By the following year, Portmess had developed an “IPM Handbook” of best management practices for sustainable turf, informed in part by his engineering background. This handbook, now translated into Spanish, served as a resource for the Golf Course Superintendents Association of America’s seminar that Portmess co-instructed at several International Golf Shows. It continues to guide management of New York’s 29 state park golf courses as well as golf courses around the country that want to cut back on inputs while maintaining top quality turf.
Portmess’s passion for teaching turned out to be as consuming as his passion for golf. “Whether it was frequent light topdressing, root pruning, over-seeding, better ways to aerify the soil, or careful use of water—Bob taught them all,” says Larry Specchio, superintendent at Chenango Valley State Park Golf Course.
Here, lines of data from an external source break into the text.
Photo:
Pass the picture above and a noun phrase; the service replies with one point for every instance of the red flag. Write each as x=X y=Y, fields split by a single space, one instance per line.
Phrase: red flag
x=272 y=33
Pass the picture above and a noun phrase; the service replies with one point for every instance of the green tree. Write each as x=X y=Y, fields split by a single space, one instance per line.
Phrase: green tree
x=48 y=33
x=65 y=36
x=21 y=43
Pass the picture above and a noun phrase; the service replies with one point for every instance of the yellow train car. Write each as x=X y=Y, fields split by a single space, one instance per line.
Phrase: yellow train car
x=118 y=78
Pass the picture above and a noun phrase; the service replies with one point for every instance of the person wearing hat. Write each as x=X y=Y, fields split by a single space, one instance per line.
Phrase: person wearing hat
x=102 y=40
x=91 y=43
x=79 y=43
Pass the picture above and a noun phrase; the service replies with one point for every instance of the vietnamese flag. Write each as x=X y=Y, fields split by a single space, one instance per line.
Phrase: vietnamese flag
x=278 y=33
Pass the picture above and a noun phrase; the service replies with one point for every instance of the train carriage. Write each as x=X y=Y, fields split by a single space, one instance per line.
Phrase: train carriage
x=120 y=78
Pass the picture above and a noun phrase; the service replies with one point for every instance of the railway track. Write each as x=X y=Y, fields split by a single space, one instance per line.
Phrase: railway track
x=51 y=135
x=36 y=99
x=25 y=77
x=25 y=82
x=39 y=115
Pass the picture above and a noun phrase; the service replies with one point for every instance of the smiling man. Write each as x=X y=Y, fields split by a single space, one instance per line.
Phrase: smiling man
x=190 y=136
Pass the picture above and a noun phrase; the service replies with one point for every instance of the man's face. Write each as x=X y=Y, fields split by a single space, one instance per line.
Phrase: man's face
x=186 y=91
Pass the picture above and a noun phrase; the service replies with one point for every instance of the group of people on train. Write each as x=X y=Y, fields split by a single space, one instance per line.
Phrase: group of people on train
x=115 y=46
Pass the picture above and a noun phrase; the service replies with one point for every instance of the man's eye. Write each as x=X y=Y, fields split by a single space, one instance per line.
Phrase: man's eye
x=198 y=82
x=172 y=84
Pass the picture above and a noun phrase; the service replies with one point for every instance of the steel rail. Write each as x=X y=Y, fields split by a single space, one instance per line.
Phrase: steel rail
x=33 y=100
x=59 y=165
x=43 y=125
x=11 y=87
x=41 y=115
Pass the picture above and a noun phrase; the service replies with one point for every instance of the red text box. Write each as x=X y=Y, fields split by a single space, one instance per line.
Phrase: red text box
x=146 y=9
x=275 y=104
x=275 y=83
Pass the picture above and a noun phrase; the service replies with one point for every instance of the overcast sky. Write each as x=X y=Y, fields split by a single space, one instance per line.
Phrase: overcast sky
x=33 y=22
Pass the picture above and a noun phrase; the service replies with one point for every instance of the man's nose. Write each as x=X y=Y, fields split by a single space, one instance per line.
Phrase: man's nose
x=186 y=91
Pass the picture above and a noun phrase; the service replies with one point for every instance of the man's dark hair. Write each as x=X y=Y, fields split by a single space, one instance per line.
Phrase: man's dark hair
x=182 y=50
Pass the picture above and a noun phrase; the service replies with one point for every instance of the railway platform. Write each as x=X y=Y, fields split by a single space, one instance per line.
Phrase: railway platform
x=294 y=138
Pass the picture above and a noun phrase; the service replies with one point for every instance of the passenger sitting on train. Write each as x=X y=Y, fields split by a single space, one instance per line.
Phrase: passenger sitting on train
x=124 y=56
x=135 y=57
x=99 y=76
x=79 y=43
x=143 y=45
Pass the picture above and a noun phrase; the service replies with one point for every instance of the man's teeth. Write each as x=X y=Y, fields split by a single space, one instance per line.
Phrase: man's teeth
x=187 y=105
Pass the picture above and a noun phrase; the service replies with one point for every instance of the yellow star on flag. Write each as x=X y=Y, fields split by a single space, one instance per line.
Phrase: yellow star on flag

Each tactic Specchio notes is a core IPM method.
“I find myself almost daily wanting to pick up my phone and call him; he was more than just a consultant to me,” Specchio says. “No one has a had a more positive impact on my career than Bob.”
Rossi couldn’t have predicted it at that time, of course, but that meeting in 2006 turned out to be one of the most important partnerships of his career.
“For that, I owe Bob more than simply a nomination for an award he is more than worthy of, but rather my own continued commitment to the work that he started,” Rossi says.
Sadly, Portmess passed away before he could see the full impact of his work. “Losing Bob Portmess was a tragedy” said Rose Harvey, commissioner of New York State Parks. “But his legacy lives on in the sustainable management of our golf courses.”
Melinda Portmess, Portmess’s widow, received the Excellence of IPM award at a ceremony at Green Lakes State Park in Syracuse on August 10th.